Tourism Rebounds on Island of "Hobbit" Fossil Find

By Jessie Johnston and Drew Mackie
for National Geographic Traveler
December 22, 2004
Picture a tropical island with three-foot-tall (one-meter-tall) locals, dolphin-size lizards, rabbit-size rats, and pygmy elephants, all coexisting in the shadows of active volcanoes. This was the island of Flores, Indonesia, thousands of years ago.

Modern-day Flores, an isle of small villages and crude infrastructure, never sought to be a major tourist attraction. But last October scientists announced a surprising discovery—the excavation of the 18,000-year-old remains of some of Flores's earliest inhabitants, a hobbit-like species of diminutive humans known as Homo floresiensis. (See pictures.) As a result, many now believe that Flores could be Indonesia's next travel hot spot.

Flores has generated headlines before, but not the kind that attract tourists: famines in the 1960s and natural disasters in the '70s and '90s. Economic crisis hit in the late '90s, followed by political problems in East Timor and Bali. By 2000 tourism had plummeted from 35,000 visitors a year to just 10,000.

This year, however, the Flores Tourist Authority reports that travel to the island has already rebounded by 21 percent, probably due to fossil-related media coverage.

Visiting Flores

Peter Paka, owner of Cita Travel Service, a Bali-based company that leads tours to Flores, noted a 1,000 percent increase in daily visits to his company's Web site immediately after the discovery was announced. "Flores" was the most searched subject on the site, he stated.

In response, Paka has peppered two of his itineraries with a day-trip to the site where the "hobbit" was unearthed.

Other companies offering travel to Flores include: Floressa Bali Tours, Asian Pacific Adventures, and A&S Travels.

Rates for these tours, which range from three to seven days, start from U.S. $400 to $2,250 per person. Prices cover transportation within Indonesia, accommodations, most meals, entrance fees, English-speaking guides, and drivers.

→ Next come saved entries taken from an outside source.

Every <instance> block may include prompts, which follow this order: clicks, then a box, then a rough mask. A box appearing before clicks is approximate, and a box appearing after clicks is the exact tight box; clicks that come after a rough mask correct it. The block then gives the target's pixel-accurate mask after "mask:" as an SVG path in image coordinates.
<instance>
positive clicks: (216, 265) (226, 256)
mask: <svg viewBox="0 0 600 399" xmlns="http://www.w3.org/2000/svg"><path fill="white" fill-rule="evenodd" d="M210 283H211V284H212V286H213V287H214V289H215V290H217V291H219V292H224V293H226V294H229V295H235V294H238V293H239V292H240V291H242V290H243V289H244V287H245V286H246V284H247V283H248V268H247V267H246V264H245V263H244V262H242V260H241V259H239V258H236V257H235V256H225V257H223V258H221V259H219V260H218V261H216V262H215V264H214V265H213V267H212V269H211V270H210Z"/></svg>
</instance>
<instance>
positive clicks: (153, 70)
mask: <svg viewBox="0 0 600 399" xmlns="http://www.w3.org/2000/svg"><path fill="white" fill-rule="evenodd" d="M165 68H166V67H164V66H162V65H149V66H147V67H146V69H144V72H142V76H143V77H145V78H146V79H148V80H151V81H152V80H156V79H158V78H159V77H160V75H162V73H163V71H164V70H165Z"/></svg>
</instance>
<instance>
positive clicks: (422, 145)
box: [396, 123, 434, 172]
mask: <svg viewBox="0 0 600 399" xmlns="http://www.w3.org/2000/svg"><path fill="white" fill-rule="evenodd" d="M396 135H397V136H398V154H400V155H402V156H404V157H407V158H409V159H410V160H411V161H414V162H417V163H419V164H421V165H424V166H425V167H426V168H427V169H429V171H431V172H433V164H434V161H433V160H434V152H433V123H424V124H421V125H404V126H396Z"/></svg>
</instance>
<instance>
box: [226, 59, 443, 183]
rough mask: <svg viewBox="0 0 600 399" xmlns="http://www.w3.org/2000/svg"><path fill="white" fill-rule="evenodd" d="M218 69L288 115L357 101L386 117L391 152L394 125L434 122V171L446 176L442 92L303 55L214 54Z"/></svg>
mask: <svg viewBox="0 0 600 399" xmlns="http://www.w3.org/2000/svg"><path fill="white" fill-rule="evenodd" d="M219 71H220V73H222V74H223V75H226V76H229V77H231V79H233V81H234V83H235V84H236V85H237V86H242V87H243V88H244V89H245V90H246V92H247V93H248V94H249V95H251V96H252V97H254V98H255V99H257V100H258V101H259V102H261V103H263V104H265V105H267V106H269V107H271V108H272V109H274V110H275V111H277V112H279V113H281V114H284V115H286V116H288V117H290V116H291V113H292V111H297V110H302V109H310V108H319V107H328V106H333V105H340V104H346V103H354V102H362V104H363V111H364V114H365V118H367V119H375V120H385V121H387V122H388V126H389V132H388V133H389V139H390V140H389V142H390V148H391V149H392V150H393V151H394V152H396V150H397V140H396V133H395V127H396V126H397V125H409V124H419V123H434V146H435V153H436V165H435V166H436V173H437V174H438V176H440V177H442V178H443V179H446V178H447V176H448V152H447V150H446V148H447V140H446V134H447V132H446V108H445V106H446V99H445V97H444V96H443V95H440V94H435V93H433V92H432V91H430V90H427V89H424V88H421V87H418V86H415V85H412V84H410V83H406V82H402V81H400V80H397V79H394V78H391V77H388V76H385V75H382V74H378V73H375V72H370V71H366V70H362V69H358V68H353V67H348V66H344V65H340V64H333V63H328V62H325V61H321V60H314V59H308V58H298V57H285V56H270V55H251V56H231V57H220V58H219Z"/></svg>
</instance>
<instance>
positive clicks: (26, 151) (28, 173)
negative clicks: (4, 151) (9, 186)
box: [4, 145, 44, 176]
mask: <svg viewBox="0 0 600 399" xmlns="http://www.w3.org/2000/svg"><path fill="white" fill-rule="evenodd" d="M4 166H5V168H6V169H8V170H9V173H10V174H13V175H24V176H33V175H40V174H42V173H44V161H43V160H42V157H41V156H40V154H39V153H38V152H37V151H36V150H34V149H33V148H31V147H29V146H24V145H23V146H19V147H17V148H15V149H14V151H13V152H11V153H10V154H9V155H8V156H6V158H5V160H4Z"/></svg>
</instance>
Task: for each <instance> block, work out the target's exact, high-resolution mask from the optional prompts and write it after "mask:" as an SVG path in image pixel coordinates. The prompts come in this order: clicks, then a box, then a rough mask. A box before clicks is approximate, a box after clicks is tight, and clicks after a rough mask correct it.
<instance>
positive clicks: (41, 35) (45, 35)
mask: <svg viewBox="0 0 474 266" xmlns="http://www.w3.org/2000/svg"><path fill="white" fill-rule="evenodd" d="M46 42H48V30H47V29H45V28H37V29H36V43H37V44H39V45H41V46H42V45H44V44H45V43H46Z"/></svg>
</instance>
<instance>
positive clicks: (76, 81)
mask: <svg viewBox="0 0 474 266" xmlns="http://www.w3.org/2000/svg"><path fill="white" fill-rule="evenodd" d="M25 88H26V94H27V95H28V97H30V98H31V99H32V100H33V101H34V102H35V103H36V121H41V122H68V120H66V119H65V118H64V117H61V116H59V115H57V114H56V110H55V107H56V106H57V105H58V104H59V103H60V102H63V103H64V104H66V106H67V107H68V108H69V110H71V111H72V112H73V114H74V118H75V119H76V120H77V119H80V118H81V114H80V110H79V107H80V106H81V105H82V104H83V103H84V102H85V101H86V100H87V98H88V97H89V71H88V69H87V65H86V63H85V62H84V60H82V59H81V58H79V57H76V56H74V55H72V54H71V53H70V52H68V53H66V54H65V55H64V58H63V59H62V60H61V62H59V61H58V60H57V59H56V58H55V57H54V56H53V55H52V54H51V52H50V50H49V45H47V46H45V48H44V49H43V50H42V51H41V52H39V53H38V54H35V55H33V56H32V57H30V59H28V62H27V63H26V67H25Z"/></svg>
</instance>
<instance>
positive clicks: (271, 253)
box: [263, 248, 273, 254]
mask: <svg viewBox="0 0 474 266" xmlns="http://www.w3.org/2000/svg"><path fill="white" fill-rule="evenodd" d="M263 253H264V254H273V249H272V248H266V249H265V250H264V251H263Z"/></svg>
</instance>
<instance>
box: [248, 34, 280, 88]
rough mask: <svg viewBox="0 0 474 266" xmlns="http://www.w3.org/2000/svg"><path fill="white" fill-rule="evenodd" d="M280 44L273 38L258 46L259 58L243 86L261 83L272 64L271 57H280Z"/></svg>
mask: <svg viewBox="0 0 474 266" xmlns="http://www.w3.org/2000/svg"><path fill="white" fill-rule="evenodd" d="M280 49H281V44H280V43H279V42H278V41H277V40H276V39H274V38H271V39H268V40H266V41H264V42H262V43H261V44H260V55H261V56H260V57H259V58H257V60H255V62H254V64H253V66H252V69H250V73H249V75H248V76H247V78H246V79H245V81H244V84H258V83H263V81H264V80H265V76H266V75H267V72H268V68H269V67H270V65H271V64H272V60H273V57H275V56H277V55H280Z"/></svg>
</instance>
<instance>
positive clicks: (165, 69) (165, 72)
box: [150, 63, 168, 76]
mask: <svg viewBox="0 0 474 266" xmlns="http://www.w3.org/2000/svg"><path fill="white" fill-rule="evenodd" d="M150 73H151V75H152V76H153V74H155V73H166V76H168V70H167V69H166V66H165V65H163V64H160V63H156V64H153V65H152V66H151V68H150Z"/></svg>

Despite Flores's newfound fame, visitors can expect to rough it once there. Poor infrastructure means a number of hotels don't offer showers. Most rooms come equipped with only a bed and a fan. And during the rainy season, the island's unpaved roads are often impassable.

Natural Attractions

A number of caves, most notably Liang Bua where the Homo floresiensis fossils were discovered, are open for tours. Liang Bua, which means "cold cave," is an impressive size—100 feet (30 meters) wide and over 130 feet (40 meters) deep.

Visitors must content themselves with the cave's limestone stalactite and stalagmite formations, however, since its famous fossils have been excavated and transported to Jakarta for further study.

Exotic creatures roam Flores, including dolphin-size Komodo dragons, the world's largest lizards. A four-hour boat ride from Labuhanbajo, on Flores's western tip, can also take visitors to see the reptiles on Komodo, the island for which the lizards are named.

Equally unique is Flores's giant rat population. The creatures resemble "large rabbits with long tails," said Richard Roberts. One of Indonesia's leading scientists, Roberts helped discover the Homo floresiensis fossils.

Flores also boasts fascinating geology. The island's main attraction has long been the trio of crater lakes atop the Keli Mutu volcano. Once vibrant shades of red, white, and blue, the lakes have changed color over time to aquamarine, red-brown, and black as a result of dissolving minerals and varying oxygen levels. A truck from the nearby village of Moni takes visitors up the mountain each day before sunrise.

Religious Customs

Local religious customs can still be observed throughout the predominantly Catholic island. In the Ngada District near the town of Bajawa, communities center on a pair of ceremonial structures, the Bhaga (a small hut) and the Ngadhu (a kind of thatched umbrella). The two represent the power of female and male ancestors.

Here and elsewhere in Flores, Christian ritual is combined with local tradition, including the Reba festival, an annual event in December, which kicks off with a Catholic mass followed by a procession of swordsmen or a deer hunt that doubles as a fertility and puberty rite.

Flores's newfound fame, combined with its many offerings, has local guides confident about the future of travel there. Paka, the Bali-based tour operator, said, "I feel there will be many people coming to Flores."